首都圏の中古マンションは「価格崩壊していない」

先日、面白い記事を読みました。それによれば、首都圏の郊外を中心に中古マンションの価格崩壊が起きている、というのです。東京への通勤圏内であっても、ファミリータイプのマンションで500万円以下は当たり前で、中には200万円を切る物件もあるということです。物件価格が上昇しているのは都心の一部人気エリアや人気沿線に限られ、郊外ではすさまじい勢いでデフレ局面を迎えていると結論づけています。

はたして、首都圏の中古マンションは、この記事の言う通り「価格崩壊」を起こしているのでしょうか?結論から言うと、「否」です。

物件価値を老朽化の度合いや立地から経済合理的に判断した結果

首都圏郊外で、売り出し価格が数百万円のファミリータイプ中古マンションがあることは確かです。しかしながら、それらの物件の特徴を見れば、すでに築後30年から40年以上経過しているマンションで、かつ、比較的に馴染みの薄い駅から徒歩15分以上や、バス利用という物件がほとんどといえます。

このような物件は、もう土地値のみに近いか、場合によっては、取り壊し費用を考慮して土地値を下回る価格での値付けがされていることも多いのです。よって、これらの価格を持ち出して「価格崩壊」と言うことは正しくありません。

「価格崩壊」あるいは「価格破壊」とは、それまでの価格体系が崩れ価格が大幅に下がることをいいます。一般には、流通や生産の著しい改革、あるいは経済金融環境の大きな変化などがその原因になるといわれています。これに対し、上記の首都圏中古マンションの場合は、物件の経済価値を、建物の老朽化の度合いや立地から経済合理的に判断した結果、数百万円の価格に落ち着いています。これは今に始まったことではなく、以前からあった値付けの仕方であり考え方です。

都区部のみならず周辺県の中古マンション価格は上昇を続けている

にもかかわらず「価格崩壊」のように取り上げられた要因の一つは、そこまで老朽化した物件が、これまではあまり出ていなかった、ということが考えられます。郊外における民間の分譲マンションが発展し出したのは、1970年代半ば辺りからです。当時、分譲された物件が、ちょうど40年程度経過していますので、それらの一部がマーケットに出てきているのです。逆に言えば、そこまで老朽化した物件が、以前にはそれほど目立っていなかったということです。

そのため、冒頭の記事では、全く新しい価格体系あるいはデフレ現象が出現したと勘違いし「価格崩壊」という表現になったのでしょうが、事実は上記の通りです。IPD/リクルートの首都圏中古マンショ価格指数を見ても、都区部のみならず周辺県の中古マンション価格は上昇を続けています。郊外部で著しいデフレ局面を迎えているというのは極論といえるでしょう。

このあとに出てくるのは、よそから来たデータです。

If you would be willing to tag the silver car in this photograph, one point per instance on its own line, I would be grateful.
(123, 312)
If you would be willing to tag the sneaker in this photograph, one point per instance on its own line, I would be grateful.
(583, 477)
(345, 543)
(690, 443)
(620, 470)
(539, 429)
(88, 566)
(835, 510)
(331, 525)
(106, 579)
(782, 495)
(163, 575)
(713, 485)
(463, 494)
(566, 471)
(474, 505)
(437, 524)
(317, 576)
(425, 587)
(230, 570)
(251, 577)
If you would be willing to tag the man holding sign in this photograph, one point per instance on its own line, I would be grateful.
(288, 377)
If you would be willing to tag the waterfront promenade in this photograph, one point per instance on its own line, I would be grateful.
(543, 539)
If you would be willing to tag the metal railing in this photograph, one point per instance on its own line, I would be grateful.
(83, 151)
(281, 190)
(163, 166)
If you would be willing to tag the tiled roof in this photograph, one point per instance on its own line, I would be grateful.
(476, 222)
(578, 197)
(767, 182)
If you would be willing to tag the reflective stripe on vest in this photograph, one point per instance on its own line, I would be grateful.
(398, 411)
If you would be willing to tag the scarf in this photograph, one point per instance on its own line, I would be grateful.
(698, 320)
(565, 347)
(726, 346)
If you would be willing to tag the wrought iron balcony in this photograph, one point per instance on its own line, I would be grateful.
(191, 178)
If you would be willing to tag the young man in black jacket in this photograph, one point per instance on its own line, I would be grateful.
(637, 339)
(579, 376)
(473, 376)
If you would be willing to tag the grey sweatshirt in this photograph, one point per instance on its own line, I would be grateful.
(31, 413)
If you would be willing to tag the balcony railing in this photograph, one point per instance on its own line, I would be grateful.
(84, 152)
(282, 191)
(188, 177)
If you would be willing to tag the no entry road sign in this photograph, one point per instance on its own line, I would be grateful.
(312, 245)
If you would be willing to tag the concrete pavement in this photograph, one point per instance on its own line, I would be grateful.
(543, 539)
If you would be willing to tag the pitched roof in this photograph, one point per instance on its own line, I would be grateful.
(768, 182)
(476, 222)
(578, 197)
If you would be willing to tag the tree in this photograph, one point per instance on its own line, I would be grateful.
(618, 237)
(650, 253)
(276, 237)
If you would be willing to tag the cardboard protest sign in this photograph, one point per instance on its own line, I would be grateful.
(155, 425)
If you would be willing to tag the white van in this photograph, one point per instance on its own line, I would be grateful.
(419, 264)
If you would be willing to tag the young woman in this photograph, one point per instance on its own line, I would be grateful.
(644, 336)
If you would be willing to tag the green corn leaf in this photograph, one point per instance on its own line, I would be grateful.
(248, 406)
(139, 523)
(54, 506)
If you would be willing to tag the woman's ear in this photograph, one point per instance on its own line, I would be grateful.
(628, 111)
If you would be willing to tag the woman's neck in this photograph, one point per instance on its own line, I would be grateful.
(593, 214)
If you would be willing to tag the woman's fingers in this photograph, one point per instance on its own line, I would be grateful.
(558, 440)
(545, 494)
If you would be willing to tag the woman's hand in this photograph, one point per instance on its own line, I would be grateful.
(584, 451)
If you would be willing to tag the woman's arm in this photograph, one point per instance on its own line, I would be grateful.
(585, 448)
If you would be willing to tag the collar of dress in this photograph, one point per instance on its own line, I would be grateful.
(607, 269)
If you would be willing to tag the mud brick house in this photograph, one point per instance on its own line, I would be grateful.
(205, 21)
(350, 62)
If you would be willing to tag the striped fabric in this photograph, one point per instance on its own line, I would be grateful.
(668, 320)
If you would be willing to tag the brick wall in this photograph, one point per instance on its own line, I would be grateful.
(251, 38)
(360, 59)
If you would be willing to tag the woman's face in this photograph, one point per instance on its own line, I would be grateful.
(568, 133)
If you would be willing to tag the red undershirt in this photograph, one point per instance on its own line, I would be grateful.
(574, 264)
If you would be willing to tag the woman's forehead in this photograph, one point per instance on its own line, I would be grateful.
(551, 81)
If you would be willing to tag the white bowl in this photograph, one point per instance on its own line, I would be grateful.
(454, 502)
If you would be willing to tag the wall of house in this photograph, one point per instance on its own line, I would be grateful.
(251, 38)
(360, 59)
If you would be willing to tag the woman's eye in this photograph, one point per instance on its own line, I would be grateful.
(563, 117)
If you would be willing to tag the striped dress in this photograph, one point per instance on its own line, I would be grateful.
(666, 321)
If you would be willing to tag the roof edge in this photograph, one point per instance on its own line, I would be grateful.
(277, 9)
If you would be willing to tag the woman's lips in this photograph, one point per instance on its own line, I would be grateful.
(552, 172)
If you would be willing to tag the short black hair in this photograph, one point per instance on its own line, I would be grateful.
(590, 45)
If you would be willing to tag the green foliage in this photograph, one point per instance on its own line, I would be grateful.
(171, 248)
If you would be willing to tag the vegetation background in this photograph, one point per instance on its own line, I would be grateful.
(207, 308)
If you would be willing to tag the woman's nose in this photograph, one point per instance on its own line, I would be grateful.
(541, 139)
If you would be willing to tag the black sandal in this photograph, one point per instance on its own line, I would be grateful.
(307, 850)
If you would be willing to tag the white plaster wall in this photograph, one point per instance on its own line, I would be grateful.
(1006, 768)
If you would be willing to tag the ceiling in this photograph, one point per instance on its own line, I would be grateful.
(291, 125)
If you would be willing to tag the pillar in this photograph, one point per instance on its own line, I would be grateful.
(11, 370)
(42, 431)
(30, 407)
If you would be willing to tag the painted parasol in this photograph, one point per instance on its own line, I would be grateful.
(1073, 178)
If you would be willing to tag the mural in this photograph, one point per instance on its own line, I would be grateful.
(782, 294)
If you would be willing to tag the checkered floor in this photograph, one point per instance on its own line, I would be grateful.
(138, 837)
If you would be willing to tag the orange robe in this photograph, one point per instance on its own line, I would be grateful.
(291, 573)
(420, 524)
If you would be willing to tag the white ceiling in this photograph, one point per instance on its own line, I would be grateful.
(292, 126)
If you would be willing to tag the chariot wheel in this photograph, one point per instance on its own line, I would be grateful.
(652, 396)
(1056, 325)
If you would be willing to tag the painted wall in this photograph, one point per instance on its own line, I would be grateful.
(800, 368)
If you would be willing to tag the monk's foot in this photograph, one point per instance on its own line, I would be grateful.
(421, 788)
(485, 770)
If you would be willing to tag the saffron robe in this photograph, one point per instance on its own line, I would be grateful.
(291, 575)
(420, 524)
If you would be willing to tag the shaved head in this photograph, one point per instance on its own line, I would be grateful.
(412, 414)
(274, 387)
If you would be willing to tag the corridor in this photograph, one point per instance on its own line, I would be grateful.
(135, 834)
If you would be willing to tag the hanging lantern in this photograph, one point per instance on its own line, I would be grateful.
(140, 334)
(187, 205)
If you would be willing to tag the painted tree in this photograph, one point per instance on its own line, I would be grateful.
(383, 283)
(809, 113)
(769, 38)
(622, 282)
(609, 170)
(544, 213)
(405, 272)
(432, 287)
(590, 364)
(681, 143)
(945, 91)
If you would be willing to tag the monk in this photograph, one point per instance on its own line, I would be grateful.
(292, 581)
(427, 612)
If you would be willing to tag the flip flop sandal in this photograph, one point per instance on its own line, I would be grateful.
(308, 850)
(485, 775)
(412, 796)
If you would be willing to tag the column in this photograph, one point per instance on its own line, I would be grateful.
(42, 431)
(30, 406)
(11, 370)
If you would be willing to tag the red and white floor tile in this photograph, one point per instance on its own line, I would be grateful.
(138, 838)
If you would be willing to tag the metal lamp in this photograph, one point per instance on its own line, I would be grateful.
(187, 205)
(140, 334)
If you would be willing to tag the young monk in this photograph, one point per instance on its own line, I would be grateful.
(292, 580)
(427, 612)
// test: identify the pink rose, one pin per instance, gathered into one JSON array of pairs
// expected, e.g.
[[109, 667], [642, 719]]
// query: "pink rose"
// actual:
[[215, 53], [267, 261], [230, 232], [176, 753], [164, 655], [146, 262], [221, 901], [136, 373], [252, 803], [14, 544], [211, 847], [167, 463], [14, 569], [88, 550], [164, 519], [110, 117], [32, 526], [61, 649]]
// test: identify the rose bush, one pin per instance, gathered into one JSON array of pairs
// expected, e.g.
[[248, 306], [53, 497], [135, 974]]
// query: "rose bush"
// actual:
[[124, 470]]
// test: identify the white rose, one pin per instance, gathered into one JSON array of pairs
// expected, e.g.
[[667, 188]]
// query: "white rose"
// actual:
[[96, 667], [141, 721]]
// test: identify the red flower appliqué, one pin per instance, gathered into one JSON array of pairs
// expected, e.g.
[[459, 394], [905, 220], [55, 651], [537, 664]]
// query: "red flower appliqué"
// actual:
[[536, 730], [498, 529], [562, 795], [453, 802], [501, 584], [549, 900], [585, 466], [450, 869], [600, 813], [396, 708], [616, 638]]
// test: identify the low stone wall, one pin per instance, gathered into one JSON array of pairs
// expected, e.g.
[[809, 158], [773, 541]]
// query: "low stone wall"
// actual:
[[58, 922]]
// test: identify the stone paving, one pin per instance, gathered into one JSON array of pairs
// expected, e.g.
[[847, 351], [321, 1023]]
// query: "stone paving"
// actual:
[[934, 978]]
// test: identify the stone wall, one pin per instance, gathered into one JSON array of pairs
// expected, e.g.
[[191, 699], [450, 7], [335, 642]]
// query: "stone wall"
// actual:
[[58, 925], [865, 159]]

二極化するマーケットでは絶対水準のみを感覚的に見てはいけない

とはいえ、不動産価格が二極化していることも確かです。実需でも投資でも、立地が良く利便性の高いマンションに人気が集中することから、そうでないマンションとの価格の乖離(かいり)が大きくなっているのです。価格の上昇率も異なります。平成バブル時のように、どんな物件でも価格が上昇するということにはなっていません。上記の指数でも、足元では都区部に比べ、都下や千葉・埼玉では上昇率が鈍化しており、一部ではピークを打ったと見られるようなデータも現われてきています。

二極化するマーケットの中で不動産価格を判断する場合は、絶対水準のみを高い安いと感覚的に見てはいけません。価格の推移、物件自体の実力とその経済的価値の把握、他エリア・他物件との比較を客観的に行う必要があります。実需でも投資でも、これを行わないことは失敗の大きな原因となりますので、十分な注意が必要です。